DeFi protocol Nexera hacked for $1.5M via smart contract exploit

Nexera protocol has been exploited for $1.5 million worth of digital assets in another smart contract security incident.

“Our system has detected a suspicious transaction involving your proxy contract. An address took ownership of your proxy contract and upgraded it. Shortly after, the address used the withdraw admin function to transfer all the $NXRA tokens.”

The hacker is already on the run with the funds

Showcasing the malicious intent of the incident, the hacker is already on the run with the stolen funds.

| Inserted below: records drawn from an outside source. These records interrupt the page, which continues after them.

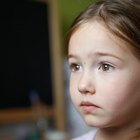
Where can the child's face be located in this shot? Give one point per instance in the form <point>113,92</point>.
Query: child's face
<point>105,77</point>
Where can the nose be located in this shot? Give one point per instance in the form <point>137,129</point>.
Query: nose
<point>86,84</point>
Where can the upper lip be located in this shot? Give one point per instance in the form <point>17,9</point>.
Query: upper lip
<point>87,103</point>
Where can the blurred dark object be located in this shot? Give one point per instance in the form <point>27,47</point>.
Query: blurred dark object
<point>25,52</point>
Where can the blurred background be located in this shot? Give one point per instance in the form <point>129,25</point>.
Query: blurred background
<point>34,100</point>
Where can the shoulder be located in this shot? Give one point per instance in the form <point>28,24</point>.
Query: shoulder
<point>88,136</point>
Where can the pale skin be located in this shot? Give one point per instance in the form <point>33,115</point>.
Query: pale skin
<point>104,82</point>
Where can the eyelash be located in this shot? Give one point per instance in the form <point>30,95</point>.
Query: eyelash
<point>106,67</point>
<point>103,66</point>
<point>74,67</point>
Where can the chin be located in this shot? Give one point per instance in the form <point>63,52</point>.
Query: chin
<point>95,122</point>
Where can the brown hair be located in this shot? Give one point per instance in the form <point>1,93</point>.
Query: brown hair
<point>120,17</point>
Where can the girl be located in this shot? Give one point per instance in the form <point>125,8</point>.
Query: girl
<point>104,58</point>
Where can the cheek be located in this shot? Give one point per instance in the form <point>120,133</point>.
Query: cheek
<point>73,89</point>
<point>121,96</point>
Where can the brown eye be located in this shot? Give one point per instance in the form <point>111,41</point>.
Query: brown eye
<point>74,67</point>
<point>105,67</point>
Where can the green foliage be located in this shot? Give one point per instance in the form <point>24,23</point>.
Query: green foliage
<point>69,9</point>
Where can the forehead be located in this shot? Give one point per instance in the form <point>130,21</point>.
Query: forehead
<point>93,32</point>
<point>93,37</point>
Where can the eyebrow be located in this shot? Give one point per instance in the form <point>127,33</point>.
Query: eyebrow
<point>107,54</point>
<point>96,54</point>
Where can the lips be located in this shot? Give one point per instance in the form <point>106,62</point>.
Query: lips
<point>86,103</point>
<point>88,107</point>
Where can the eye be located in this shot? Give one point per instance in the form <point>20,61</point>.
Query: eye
<point>106,67</point>
<point>74,67</point>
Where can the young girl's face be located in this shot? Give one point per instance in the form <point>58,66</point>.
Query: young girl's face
<point>105,79</point>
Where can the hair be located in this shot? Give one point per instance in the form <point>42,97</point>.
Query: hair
<point>120,17</point>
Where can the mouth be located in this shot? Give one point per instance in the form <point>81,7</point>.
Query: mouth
<point>88,107</point>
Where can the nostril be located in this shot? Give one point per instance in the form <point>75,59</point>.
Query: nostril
<point>85,88</point>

The hacker has started selling part of the NXRA tokens for Ether, according to Cyvers:

“The address is currently selling all the tokens for $ETH, and some of the funds have already been bridged to the $BNB chain. The total estimated loss is around $1.5 million.”

Hackers often convert their stolen tokens into Ether, to launder the funds via cryptocurrency mixers like Tornado Cash, making the origin of the funds more difficult to trace for cybersecurity firms.

Nexera hacker connected to previous exploits — Onchain investigator

This isn’t the first malicious incident caused by the exploiter, according to onchain data.

The exploiter’s addresses are connected to previous private key compromises as well, according to onchain investigator ZachXBT, who wrote in an Aug. 7 Telegram post:

“Attacker is connected on-chain to recent private key compromise incidents such as SpaceCatch, Concentric Finance, OKX DEX, Serenity Shield, Reach, and many more.”